5. "On the Effectiveness of the CD&A Disclosure: Evidence from Textual Analysis " with Jieqiong Gao and Chinmoy Ghosh

  • Semi-finalist for the Best Paper Award in Corporate Finance at the FMA Annual Meetings, 2022; Under Review

Why some firms need the length of an academic research paper (~40 pages) to describe their compensation design for executives while the others only need one or two pages? We study the cross-sectional differences of the CD&A textual features and their implications for disclosure effectiveness.

Based on 10,000+ Compensation Discussion and Analysis (CD&A) disclosures of large U.S. firms, we provide some first evidence on the relations between the CD&A’s textual features and the effectiveness of the disclosure in achieving the SEC’s objective for the CD&A mandate. Information asymmetry increases and support on executive pay decreases after firms file longer and more negative CD&As. Say-on-Pay vote participation is also lower when the CD&As are longer, more uncertain, and more litigious. We dissect the disclosure into compliance component that is necessary to satisfy SEC requirements and discretionary component that is associated with agency motives, and find that the latter drives all the undesired disclosure outcomes.


6. "Executive Pay Cuts: Solidarity or Bargaining? Evidence from the COVID-19 Pandemic" with Cianna Duringer, Sam Piotrowski, and Yiming Qian

  • Under Review

Downward pay rigidity is a well-established empirical observation that holds for both rank-and-file employees and executives.

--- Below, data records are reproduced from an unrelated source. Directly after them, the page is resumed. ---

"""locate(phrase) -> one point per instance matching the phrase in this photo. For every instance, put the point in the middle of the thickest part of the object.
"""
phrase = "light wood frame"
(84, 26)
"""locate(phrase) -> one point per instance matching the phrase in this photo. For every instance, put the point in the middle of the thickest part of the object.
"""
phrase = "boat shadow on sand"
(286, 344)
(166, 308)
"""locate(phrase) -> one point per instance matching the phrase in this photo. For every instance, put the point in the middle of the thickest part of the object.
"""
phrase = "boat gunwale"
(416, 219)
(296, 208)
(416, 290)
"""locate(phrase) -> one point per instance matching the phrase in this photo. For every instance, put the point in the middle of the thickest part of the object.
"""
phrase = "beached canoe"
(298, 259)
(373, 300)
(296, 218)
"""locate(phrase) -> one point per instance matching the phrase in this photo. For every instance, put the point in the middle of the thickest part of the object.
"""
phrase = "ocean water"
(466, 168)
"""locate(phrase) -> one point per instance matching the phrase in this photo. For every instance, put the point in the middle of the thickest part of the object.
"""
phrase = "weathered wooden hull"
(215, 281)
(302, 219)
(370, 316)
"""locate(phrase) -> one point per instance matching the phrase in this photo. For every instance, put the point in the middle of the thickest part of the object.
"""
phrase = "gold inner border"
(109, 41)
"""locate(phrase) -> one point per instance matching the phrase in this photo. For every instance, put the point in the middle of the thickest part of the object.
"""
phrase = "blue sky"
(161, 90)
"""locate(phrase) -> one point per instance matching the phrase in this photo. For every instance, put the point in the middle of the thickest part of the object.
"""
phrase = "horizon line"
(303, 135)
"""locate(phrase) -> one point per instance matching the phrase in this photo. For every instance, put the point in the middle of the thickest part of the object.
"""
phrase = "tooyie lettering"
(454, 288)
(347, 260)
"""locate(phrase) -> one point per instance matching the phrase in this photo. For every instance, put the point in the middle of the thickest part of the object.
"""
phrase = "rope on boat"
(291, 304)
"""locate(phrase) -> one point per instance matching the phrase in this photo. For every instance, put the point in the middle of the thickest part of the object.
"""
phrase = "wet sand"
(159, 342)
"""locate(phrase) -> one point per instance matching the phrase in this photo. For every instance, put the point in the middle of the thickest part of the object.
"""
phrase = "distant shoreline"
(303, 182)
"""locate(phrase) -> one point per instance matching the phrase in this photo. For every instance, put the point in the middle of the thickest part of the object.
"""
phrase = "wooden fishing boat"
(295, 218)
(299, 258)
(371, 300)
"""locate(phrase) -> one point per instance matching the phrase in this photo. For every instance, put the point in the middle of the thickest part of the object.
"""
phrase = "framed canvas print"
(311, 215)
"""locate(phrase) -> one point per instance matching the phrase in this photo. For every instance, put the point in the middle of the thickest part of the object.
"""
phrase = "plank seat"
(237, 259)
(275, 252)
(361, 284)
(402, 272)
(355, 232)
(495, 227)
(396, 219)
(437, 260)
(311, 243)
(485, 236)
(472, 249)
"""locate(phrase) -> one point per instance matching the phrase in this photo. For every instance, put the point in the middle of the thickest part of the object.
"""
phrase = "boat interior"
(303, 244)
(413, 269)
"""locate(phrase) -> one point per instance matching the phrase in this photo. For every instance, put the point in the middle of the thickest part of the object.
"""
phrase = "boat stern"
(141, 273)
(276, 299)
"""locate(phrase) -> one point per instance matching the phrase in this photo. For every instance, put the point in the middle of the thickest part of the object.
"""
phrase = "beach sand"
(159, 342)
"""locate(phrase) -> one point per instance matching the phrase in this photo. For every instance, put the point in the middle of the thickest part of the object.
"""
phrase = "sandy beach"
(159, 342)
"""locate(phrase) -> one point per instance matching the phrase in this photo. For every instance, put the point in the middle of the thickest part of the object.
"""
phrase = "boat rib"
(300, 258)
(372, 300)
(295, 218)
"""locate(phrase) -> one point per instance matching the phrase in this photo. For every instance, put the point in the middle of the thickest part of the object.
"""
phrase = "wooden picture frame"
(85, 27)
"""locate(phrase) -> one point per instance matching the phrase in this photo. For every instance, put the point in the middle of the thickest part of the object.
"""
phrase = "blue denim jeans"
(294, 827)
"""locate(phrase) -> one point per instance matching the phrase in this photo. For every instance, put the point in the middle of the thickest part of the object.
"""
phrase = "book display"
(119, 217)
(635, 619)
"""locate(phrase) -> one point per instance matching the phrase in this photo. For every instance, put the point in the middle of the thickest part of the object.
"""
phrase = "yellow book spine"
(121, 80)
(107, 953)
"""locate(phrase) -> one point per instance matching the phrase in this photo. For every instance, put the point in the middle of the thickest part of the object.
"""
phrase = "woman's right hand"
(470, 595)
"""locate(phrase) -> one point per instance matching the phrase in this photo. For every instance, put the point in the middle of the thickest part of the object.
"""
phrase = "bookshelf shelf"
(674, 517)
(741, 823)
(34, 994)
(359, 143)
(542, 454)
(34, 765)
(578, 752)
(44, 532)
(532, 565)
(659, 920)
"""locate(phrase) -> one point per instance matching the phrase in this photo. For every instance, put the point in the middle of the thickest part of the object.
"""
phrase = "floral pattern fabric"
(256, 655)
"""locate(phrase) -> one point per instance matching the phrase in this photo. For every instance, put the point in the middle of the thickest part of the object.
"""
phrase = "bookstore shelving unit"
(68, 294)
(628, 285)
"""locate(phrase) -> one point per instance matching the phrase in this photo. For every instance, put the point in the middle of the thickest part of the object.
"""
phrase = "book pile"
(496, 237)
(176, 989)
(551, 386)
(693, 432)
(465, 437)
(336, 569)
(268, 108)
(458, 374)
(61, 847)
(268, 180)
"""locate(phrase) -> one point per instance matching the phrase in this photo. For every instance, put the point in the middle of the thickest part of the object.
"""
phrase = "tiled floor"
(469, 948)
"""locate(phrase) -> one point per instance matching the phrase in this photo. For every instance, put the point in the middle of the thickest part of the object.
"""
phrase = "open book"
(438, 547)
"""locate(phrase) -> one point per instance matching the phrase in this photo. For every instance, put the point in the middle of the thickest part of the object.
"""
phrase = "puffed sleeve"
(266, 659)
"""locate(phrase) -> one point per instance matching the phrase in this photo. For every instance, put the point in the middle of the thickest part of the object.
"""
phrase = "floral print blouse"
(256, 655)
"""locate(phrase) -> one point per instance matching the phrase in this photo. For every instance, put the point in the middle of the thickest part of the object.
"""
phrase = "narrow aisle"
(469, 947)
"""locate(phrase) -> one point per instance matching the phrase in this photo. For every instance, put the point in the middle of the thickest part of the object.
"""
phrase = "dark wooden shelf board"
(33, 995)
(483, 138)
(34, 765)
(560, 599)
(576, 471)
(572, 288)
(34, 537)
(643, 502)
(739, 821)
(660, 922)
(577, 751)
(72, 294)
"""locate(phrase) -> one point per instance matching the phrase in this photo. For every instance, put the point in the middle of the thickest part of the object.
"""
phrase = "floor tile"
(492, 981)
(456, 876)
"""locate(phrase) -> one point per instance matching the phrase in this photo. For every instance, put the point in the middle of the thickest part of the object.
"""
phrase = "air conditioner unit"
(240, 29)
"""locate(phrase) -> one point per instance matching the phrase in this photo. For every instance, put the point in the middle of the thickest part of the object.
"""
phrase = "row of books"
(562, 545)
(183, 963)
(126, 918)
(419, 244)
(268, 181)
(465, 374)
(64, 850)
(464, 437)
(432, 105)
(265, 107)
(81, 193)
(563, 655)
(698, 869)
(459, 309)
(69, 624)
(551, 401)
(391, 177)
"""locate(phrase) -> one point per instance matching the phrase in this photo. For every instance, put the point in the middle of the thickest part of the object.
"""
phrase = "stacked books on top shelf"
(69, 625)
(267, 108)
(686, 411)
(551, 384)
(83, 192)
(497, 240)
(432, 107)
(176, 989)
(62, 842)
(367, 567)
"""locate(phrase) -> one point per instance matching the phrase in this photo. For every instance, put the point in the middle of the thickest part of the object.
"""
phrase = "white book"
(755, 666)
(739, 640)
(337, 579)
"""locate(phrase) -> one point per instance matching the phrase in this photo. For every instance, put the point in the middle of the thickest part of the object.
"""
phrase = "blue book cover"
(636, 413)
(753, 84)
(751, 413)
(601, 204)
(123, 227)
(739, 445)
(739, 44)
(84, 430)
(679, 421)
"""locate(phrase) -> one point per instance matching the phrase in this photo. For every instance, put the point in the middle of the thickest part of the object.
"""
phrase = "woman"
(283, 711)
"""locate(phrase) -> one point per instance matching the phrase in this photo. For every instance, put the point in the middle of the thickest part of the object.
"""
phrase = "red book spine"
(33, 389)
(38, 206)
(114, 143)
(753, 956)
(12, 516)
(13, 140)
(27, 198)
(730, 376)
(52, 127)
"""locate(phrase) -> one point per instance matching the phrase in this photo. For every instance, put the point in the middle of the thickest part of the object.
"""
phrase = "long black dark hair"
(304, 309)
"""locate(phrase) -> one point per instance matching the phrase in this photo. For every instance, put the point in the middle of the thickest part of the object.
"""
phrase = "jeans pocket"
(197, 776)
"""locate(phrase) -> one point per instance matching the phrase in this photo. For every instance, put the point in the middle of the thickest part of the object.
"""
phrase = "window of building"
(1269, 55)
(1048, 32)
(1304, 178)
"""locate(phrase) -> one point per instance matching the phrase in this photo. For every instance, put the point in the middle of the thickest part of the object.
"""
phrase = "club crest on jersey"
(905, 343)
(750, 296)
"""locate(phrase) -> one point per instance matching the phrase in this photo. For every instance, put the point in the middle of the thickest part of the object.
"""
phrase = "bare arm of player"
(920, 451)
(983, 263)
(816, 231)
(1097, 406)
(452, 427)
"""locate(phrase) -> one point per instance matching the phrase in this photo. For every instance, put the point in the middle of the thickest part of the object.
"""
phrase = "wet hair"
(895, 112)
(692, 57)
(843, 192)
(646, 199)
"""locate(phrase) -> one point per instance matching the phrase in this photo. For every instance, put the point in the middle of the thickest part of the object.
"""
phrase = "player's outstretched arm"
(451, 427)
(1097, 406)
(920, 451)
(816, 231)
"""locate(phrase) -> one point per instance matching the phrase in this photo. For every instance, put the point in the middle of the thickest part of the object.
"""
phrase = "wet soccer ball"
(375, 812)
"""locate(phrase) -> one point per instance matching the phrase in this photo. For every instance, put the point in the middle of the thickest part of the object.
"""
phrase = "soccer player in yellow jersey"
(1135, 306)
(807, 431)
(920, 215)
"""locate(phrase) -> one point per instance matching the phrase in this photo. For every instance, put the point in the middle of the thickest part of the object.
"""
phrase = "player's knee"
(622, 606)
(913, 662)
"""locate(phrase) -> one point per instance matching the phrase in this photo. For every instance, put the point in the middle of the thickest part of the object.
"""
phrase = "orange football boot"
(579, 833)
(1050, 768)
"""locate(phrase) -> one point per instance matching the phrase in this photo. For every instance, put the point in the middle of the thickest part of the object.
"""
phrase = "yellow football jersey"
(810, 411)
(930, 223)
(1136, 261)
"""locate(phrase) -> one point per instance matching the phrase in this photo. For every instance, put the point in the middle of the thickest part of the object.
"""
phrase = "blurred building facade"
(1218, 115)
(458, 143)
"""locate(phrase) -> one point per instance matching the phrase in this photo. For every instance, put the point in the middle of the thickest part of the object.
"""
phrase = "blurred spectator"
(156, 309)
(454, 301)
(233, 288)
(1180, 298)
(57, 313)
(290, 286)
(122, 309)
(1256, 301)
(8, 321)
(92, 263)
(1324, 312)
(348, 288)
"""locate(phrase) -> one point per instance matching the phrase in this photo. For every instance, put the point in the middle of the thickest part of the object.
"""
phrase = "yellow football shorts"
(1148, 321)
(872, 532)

The COVID-10 pandemic provides a unique opportunity to examine when and why the downward pay rigidity breaks.


One of the first decisions many firms take as a response to the COVID-19 pandemic is cutting executive pay, which are rare events in normal times. Using a hand-collected sample of all executive pay cuts among the Russell 3000 firms, we examine two non-mutually exclusive motives for executive pay cuts: (i) solidarity – executives share pains to improve employee morale, and (ii) bargaining – executives make a gesture first to get employee concessions. Our results support both motives.


7. "The Cultural Origin of Green Price Premium" with Zinat Alam and Miran Hossain

Does it pay to add green features to residential properties? Economically, no! But psychologically, yes!

We find a significant price premium ($21,000+ per house on average) for houses with energy-saving (green) features. Using hand-collected data to estimate the house-specific NPV of individual green features, we find that the economic value of green feature(s) cannot explain the green price premium. Instead, the green price premium depends on the homebuyers’ cultural origins - homebuyers who are less individualistic, less indulgent but more uncertainty avoidant pay a higher price premium for green houses. Our findings point to the social value of green houses and highlight the role of investors’ preferences in understanding the value of green investments.